Regulators are trying to accommodate existing programs that help sick consumers pay for federal exchange plan coverage without letting new aid programs drive up claims.
Officials at the Center for Consumer Information & Insurance Oversight, an arm of the U.S. Department of Health and Human Services, talk about private premium assistance programs in a new collection of two answers to frequently asked questions.
CCIIO, part of the HHS Centers for Medicare & Medicaid Services, supervises all Patient Protection and Affordable Care Act exchanges, and it administers the HHS-run exchanges.
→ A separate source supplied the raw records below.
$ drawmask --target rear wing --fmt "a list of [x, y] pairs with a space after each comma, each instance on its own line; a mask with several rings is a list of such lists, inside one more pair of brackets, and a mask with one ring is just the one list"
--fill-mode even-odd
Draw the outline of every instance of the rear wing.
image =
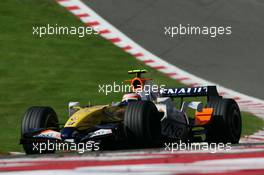
[[161, 97], [221, 97], [216, 86], [183, 87], [183, 88], [162, 88]]

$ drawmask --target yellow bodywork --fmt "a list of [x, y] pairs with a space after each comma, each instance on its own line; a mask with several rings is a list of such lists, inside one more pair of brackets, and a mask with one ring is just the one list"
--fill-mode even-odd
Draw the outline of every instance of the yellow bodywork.
[[78, 130], [89, 129], [101, 123], [120, 122], [123, 120], [124, 107], [100, 105], [93, 107], [78, 107], [66, 122], [64, 127], [74, 127]]

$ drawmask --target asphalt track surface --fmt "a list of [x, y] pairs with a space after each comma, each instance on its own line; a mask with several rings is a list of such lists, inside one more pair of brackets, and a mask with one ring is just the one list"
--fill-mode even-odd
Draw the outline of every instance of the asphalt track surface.
[[[264, 99], [261, 0], [83, 0], [145, 49], [194, 75]], [[231, 26], [232, 34], [165, 35], [165, 26]]]

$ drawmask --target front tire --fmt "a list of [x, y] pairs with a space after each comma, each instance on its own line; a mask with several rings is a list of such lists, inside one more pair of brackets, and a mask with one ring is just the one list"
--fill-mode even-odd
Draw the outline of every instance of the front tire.
[[[30, 107], [24, 114], [21, 126], [21, 137], [36, 129], [55, 128], [59, 130], [58, 117], [55, 111], [50, 107]], [[23, 143], [26, 154], [39, 154], [39, 151], [33, 149], [33, 142]], [[43, 153], [54, 153], [55, 150], [46, 150]]]

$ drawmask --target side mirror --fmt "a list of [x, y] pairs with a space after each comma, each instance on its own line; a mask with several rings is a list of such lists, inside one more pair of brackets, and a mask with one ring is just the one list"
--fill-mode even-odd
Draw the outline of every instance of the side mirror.
[[80, 103], [79, 102], [69, 102], [68, 104], [68, 110], [69, 110], [69, 116], [72, 116], [77, 110], [75, 107], [79, 107]]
In November, CCIIO discouraged private charities and other private “third-party payers” from paying the premiums for consumers who buy private “qualified health plan” exchange coverage.
PPACA itself provides subsidies — premium assistance tax credits — to help moderate-income consumers pay the QHP premiums.
But, if private organizations help people pay the premiums,” that could skew the insurance risk pool, CMS officials said in November.
HHS officials have worried that PPACA rules may already make the exchanges very attractive to sick people and not attractive enough to young, healthy people to hold claim risk to manageable levels.
In the new guidance, CCIIO officials acknowledge that existing programs, such as the federal Ryan White HIV/AIDS program and Indian organization aid programs, already have official federal permission to help some consumers pay for coverage.
Indian tribes and tribal organizations have official PPACA permission to pay QHP premiums.
A federal agency, the Health Resources Services Administration, has given grantees advice about how to use the grants to pay for QHP coverage for people with HIV or AIDS.
Indian tribes, tribal organizations, urban Indian organizations, and state and federal government programs and federal program grantees can pay QHP premiums for sick people, officials say in the new guidance.
Other private organizations can pay QHP premiums, but only if they base support decisions on the applicants’ finances and not on the enrollees’ health, officials say.
If a private organization helps people with financial problems pay for QHP coverage, the organization ought to pay for a consumer’s premiums for an entire policy year, not just part of a year, officials say.
Similarly, if a private group helps a consumer with QHP deductibles or other cost-sharing amounts, the group should provide that help for the whole policy year, officials say.